According to OPEC, crude oil price rose significantly by 47.3 per cent, from $31.37 per barrel at end-December 2015 to $53.3 per barrel by end-December 2016. But the disruption in the Niger-Delta mounted pressure on Nigeria’s external reserves that declined from $29.07 billion in 2015 to $25.84 billion in 2016.

Last week, the apex bank set a new naira rate of N362/Dollar, an 11 per cent increase from the rate set in January, for retail exchange bureaus to sell dollars to customers, thus allowing a N2 profit margin and increasing the amount auctioned to each BDC from $8,000 to $10,000 this week.

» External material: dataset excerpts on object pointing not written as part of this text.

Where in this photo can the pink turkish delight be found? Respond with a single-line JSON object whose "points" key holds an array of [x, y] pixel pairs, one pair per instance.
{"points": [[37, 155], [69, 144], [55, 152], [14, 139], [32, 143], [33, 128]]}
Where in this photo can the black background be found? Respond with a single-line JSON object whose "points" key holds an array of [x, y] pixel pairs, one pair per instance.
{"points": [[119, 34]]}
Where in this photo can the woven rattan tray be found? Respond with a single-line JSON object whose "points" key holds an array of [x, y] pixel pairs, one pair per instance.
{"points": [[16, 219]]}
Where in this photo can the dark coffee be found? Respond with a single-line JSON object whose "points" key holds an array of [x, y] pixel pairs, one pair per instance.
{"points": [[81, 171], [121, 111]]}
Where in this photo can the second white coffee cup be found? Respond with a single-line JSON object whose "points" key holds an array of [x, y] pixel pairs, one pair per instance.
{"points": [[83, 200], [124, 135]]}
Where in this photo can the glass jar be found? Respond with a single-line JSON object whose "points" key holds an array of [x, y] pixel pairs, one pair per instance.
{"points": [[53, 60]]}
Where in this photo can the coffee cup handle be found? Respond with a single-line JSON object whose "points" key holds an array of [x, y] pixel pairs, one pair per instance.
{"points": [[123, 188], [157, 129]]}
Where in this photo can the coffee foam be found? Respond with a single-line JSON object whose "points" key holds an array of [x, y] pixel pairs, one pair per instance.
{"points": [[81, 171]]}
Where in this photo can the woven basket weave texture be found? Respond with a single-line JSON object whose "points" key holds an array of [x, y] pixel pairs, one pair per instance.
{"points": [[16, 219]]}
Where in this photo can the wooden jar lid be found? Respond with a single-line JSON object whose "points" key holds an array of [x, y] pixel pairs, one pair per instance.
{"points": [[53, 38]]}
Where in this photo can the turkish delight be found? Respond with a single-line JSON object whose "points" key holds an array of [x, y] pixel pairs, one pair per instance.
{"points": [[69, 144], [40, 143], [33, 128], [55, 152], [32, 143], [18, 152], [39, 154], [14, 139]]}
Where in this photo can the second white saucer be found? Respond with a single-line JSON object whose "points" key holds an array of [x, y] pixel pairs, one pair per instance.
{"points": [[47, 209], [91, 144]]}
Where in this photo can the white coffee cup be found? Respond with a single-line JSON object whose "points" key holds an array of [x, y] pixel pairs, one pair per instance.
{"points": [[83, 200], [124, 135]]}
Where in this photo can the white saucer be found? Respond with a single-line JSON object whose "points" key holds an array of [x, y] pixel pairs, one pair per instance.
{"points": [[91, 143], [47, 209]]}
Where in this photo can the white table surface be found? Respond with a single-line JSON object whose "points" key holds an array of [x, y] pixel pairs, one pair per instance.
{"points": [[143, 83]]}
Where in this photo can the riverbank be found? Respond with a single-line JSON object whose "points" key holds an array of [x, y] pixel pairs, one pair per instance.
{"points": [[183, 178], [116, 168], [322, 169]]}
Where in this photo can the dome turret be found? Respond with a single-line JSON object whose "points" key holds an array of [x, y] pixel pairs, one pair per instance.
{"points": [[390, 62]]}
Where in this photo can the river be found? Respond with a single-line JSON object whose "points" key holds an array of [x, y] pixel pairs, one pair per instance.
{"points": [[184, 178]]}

Aside the development, the CBN continued its daily intervention of $1.5 million on the spot market and also sold a total of $200 million in 60-day currency forward contracts late last month, in its continued bid to boost liquidity.

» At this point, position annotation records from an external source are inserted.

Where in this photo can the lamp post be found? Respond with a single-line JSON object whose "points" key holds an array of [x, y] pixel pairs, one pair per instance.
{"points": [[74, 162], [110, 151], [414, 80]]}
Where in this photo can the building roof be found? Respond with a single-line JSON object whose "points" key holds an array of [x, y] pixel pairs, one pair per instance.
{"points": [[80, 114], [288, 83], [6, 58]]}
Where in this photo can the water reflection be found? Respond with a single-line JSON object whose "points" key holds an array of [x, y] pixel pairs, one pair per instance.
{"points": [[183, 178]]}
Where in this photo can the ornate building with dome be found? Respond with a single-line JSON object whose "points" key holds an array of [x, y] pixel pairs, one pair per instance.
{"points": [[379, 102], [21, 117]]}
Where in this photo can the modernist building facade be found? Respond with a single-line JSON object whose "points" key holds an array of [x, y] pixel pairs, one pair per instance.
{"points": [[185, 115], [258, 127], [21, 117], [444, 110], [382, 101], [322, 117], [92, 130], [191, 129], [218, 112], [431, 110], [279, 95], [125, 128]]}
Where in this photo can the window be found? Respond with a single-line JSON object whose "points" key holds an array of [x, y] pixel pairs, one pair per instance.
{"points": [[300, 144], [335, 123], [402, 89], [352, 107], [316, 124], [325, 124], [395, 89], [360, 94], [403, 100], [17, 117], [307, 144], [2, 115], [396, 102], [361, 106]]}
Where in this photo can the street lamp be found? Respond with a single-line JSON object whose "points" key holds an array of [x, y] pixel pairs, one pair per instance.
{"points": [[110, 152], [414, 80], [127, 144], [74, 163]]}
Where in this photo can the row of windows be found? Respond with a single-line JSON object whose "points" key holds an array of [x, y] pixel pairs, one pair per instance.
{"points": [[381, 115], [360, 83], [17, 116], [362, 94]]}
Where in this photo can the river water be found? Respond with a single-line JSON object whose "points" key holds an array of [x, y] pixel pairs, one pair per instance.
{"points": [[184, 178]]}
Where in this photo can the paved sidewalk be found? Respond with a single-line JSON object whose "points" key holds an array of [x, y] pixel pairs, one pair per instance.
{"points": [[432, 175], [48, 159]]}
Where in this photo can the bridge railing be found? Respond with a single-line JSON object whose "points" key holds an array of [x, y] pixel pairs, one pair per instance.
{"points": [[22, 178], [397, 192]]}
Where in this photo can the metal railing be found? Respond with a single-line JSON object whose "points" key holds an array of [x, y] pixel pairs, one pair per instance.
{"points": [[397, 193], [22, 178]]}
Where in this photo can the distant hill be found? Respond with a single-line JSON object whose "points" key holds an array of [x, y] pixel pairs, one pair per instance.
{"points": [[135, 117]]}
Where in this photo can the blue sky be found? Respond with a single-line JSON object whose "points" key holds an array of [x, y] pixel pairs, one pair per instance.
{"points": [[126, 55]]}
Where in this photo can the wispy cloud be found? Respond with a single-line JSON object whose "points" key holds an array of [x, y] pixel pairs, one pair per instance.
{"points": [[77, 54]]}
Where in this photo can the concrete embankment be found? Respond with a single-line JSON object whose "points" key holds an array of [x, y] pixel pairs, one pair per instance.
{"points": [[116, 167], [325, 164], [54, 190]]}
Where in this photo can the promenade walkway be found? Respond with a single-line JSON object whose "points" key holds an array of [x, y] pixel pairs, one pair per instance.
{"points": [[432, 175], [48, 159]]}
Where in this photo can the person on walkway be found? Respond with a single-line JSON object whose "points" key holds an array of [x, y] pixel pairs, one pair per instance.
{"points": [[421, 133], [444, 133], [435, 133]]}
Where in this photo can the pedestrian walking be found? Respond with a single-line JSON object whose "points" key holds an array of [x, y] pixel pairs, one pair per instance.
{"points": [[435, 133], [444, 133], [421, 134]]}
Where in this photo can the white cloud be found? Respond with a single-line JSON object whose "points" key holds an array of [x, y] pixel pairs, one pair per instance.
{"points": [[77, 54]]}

Experts, however, said the slowdown in foreign exchange allocation to foreign exchange markets by the CBN might have contributed to the reserves’ accumulation in recent weeks.

The Chief Executive Officer, Economic Associates, Mr. Ayo Teriba, attributed the increase to federal government’s intervention in the Niger-Delta region of the country and improvement in global oil prices. “With improved reserves, we have seen the impact on the foreign exchange rate. The gap between the parallel market and official market rates has started closing. As reserves approach $36 billion, Nigeria likely to have adequate foreign exchange supply to meet demand, we might expect the two rates to converge.”

Also lending his voice, the Managing Director, Financial Derivatives Company Limited, Mr. Bismarck Rewane, said steady oil revenue has been driving the foreign reserves recently. “When the oil revenue continued to increase, the reserves was expected to appreciate further but my concern is CBN’s sustained intervention in the foreign exchange”, he said.